New paradigm or business as usual?
Generally speaking, investors who watch the renewable energy space don’t believe we’ve seen the end of renewable energy spin-offs from regulated utilities. Several interviewed for this story indicated they had information suggesting additional large sales are in the works, though the utilities named did not respond to requests for comment on this story.
Even so, the window of greatest opportunity may be closing, said Doyle, who pointed to the fact that the Duke renewables sale took longer than initially expected. Much like the housing market, high valuations in the renewable energy sector were driven at least partly by the low interest rate environment that followed the onset of COVID-19, he said. Higher interest rates have eroded the value of renewable energy portfolios and caused market demand to cool.
So was this whole era of utility-owned competitive renewable energy a flash in the pan, or has it set the stage for a new business cycle where utilities develop competitive assets that they can sell opportunistically to raise capital? Analysts’ opinions are mixed.
Klingel believes many utilities may jump back in to deregulated energy development if the market conditions are right — and the timeline for the shift back to development could be relatively short, given the number of new opportunities created by the Inflation Reduction Act. Energy storage and solar panel manufacturing are interesting opportunities getting a lot of attention in the press, but the real “dark horse” on the horizon, Klingel said, is hydrogen.

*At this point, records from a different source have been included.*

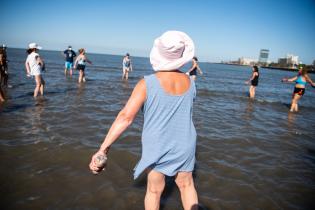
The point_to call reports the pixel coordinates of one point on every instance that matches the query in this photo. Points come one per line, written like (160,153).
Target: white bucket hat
(34,45)
(171,51)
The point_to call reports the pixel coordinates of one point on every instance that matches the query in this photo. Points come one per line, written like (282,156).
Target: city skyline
(221,30)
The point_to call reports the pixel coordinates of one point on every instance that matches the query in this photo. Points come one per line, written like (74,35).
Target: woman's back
(169,135)
(174,83)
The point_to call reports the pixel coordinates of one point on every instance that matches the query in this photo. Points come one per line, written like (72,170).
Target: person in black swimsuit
(192,72)
(254,82)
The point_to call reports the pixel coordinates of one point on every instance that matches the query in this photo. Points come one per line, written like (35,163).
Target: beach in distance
(251,154)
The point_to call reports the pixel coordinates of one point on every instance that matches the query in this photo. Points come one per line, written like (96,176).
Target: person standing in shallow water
(192,72)
(299,89)
(253,81)
(80,64)
(34,66)
(3,71)
(69,56)
(169,135)
(127,66)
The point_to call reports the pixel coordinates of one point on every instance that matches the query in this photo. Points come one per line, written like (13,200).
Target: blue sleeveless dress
(169,135)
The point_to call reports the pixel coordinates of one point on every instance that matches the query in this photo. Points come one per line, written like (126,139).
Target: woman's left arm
(123,120)
(309,80)
(87,60)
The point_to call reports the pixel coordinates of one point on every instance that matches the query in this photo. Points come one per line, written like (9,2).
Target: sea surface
(251,154)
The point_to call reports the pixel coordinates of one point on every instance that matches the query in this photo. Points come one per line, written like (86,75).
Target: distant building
(246,61)
(263,56)
(290,61)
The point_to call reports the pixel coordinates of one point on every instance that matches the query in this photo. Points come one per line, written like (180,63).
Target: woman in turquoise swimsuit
(80,64)
(169,135)
(300,81)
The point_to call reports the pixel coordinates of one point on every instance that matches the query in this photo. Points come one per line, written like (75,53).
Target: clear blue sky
(221,29)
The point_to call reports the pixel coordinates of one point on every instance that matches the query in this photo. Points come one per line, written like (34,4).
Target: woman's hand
(95,165)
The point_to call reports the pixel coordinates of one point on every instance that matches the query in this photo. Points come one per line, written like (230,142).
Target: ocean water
(251,154)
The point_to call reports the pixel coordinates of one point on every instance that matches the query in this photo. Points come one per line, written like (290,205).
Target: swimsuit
(254,81)
(169,135)
(298,90)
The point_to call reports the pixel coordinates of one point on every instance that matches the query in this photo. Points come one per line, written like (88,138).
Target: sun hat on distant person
(171,51)
(34,46)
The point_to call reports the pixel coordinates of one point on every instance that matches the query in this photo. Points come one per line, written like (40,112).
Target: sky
(222,30)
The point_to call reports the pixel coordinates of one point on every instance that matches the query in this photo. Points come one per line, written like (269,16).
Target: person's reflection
(291,119)
(125,84)
(35,116)
(81,87)
(248,114)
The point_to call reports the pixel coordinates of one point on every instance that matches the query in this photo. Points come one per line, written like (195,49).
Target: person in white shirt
(34,66)
(127,66)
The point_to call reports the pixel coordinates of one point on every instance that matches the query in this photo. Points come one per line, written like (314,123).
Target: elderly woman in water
(299,89)
(169,135)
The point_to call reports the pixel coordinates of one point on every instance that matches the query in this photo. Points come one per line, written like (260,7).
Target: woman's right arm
(192,67)
(122,121)
(27,67)
(290,79)
(309,80)
(76,62)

“Given the complexity of the infrastructure required to support [hydrogen], it would not surprise me if utilities and utility holding companies continue to see that as their future business,” he said.

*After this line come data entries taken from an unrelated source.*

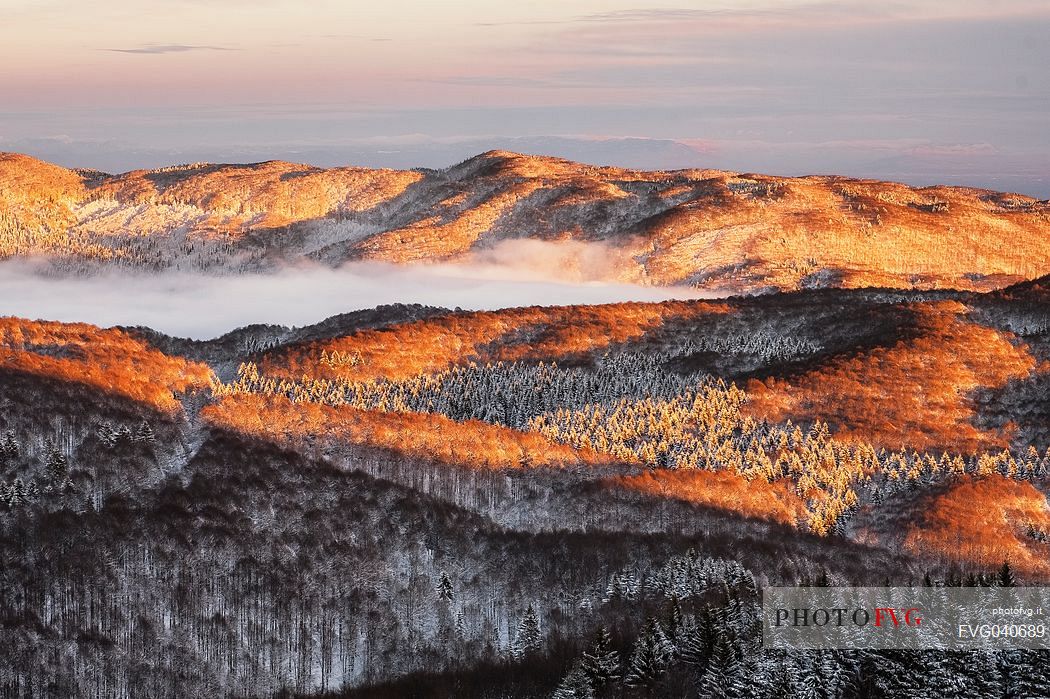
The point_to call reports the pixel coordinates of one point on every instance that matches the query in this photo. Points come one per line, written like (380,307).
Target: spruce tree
(574,685)
(528,638)
(1005,578)
(145,433)
(601,662)
(650,659)
(445,591)
(58,466)
(721,678)
(698,639)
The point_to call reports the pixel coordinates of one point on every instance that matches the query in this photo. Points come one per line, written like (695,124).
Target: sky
(924,91)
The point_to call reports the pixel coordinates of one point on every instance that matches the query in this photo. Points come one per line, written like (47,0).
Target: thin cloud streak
(168,48)
(186,304)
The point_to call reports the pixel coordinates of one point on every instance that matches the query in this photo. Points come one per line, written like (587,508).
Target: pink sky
(959,86)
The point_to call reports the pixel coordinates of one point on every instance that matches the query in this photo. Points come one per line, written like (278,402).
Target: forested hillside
(569,502)
(709,229)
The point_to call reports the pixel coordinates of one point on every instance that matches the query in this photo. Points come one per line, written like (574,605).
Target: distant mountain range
(710,229)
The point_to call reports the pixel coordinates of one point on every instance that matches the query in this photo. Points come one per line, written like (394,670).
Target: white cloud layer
(204,306)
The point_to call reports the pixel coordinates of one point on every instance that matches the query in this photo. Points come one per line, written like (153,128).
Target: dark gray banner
(909,618)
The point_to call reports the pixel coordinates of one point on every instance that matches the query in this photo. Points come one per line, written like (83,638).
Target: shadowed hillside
(422,502)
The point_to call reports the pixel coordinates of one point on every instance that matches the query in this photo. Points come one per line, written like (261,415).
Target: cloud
(151,49)
(203,306)
(956,149)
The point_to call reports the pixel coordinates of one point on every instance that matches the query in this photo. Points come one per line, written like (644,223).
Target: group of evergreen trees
(632,408)
(51,474)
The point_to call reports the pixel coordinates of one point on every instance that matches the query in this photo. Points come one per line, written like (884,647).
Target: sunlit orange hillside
(706,228)
(109,361)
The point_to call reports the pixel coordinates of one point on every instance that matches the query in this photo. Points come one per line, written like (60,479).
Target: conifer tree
(650,659)
(721,680)
(601,662)
(574,685)
(445,590)
(697,641)
(1005,578)
(145,433)
(528,638)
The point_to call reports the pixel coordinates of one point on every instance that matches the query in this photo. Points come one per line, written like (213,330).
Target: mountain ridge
(710,229)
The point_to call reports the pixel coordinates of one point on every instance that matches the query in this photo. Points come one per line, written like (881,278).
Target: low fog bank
(203,306)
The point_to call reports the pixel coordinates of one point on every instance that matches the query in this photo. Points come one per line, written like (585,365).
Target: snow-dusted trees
(650,658)
(528,638)
(601,661)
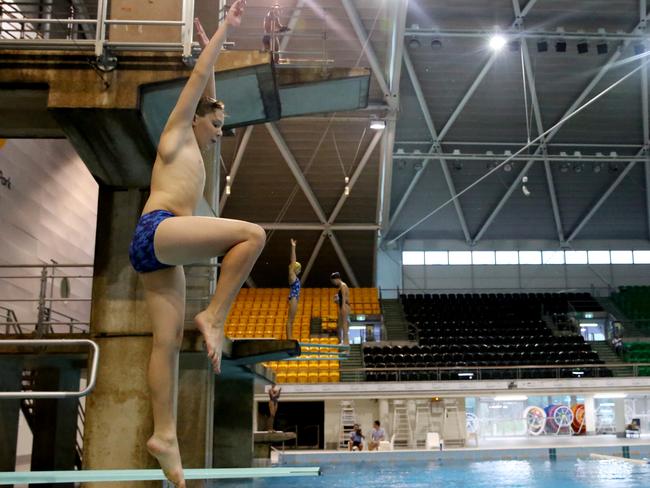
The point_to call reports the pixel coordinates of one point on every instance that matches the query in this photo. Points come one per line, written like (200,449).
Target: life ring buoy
(535,418)
(578,424)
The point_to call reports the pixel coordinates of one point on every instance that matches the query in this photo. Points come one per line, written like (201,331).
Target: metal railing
(35,24)
(54,342)
(38,299)
(503,373)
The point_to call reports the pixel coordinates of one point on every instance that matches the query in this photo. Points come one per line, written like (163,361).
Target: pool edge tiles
(633,450)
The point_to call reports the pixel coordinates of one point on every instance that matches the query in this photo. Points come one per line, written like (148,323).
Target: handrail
(6,395)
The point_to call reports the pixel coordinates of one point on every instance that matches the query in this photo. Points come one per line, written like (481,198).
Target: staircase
(606,353)
(347,419)
(402,432)
(629,329)
(354,361)
(394,320)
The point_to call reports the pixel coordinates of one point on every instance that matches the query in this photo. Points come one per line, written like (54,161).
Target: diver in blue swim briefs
(169,236)
(294,288)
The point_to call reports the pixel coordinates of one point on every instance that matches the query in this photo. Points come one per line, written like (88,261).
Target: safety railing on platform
(43,24)
(42,299)
(89,25)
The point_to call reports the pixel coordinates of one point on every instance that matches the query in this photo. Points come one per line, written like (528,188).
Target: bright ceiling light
(497,42)
(588,324)
(376,124)
(510,398)
(610,395)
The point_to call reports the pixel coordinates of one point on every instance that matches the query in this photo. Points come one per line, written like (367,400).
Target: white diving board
(83,476)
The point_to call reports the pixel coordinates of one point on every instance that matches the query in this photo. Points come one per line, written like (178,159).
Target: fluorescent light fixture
(510,398)
(376,124)
(497,42)
(610,395)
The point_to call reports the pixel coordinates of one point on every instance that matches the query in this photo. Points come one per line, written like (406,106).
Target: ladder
(422,422)
(347,420)
(402,432)
(453,430)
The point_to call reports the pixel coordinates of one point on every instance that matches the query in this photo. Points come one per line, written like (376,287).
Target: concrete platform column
(233,439)
(9,412)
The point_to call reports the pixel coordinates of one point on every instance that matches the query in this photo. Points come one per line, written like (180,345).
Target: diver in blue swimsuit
(294,288)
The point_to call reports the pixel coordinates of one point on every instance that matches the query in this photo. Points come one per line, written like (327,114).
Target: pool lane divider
(89,476)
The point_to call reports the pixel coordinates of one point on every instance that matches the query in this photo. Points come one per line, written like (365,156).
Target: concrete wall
(366,412)
(524,277)
(48,213)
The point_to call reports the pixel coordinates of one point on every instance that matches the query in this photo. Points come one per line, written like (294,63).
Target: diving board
(98,476)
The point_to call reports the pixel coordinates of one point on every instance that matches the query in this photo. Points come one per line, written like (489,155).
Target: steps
(394,320)
(606,353)
(355,361)
(629,330)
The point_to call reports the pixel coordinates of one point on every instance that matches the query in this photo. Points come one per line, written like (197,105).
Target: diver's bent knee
(257,235)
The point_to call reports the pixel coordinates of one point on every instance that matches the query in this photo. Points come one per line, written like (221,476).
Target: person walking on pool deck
(169,236)
(274,398)
(294,288)
(342,298)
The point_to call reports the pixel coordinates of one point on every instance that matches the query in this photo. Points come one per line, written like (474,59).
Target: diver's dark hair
(207,105)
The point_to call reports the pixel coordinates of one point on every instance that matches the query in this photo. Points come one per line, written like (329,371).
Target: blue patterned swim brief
(141,252)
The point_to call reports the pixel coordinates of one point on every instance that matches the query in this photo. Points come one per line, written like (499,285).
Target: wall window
(413,258)
(507,257)
(460,257)
(530,257)
(483,257)
(598,257)
(576,257)
(641,257)
(436,258)
(622,257)
(552,257)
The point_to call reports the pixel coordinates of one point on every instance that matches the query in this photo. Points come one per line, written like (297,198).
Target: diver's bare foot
(213,336)
(169,458)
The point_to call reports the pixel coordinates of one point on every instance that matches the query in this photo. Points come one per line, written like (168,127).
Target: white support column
(344,260)
(243,144)
(295,169)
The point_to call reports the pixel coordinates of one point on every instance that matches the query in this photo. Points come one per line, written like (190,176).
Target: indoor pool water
(471,474)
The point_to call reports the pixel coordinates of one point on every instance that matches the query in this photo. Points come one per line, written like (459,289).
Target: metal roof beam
(585,92)
(434,149)
(355,176)
(603,198)
(344,260)
(295,169)
(314,255)
(521,35)
(235,165)
(530,76)
(366,46)
(393,74)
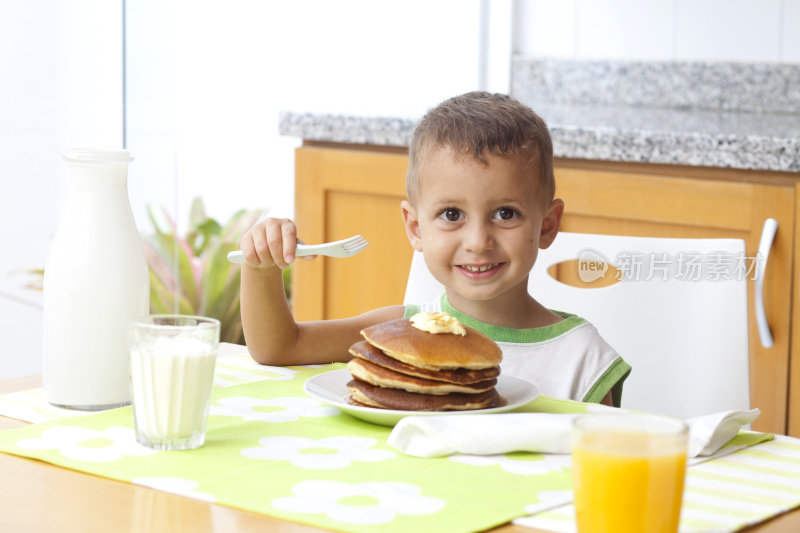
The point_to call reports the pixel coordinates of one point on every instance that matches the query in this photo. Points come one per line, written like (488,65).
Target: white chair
(685,338)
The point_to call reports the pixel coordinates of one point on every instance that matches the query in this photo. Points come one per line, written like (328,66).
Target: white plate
(331,388)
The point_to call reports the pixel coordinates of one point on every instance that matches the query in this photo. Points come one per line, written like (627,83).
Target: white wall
(206,80)
(705,30)
(205,84)
(60,66)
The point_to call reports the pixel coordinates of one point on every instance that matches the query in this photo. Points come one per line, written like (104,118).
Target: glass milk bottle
(96,279)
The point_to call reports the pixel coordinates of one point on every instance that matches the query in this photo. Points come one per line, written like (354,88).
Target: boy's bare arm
(274,338)
(272,335)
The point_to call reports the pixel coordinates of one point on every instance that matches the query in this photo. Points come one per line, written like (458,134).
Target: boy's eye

Crystal balls are always cloudy, Klingel said, but if the interconnection situation turns around he wouldn’t be surprised to see utilities jumping back into competitive energy development in the next 12-24 months.
Baker is less certain. It seems likely, he said, that utilities could find success going either direction — either getting back into competitive energy development after selling for a profit, or sticking exclusively with regulated assets. But investors, Baker said, do prefer a business model that is simple and easy to understand, and it might be better for everyone if utilities stayed focused on transmission and distribution.
“The one thing I would bet on is humans being in a constant loop of repeating the things that they did in the past in a slightly different way,” he said. “Every business cycle is just long enough for a whole new group of people to examine a business model and say, well, they all failed, but I could do this better.”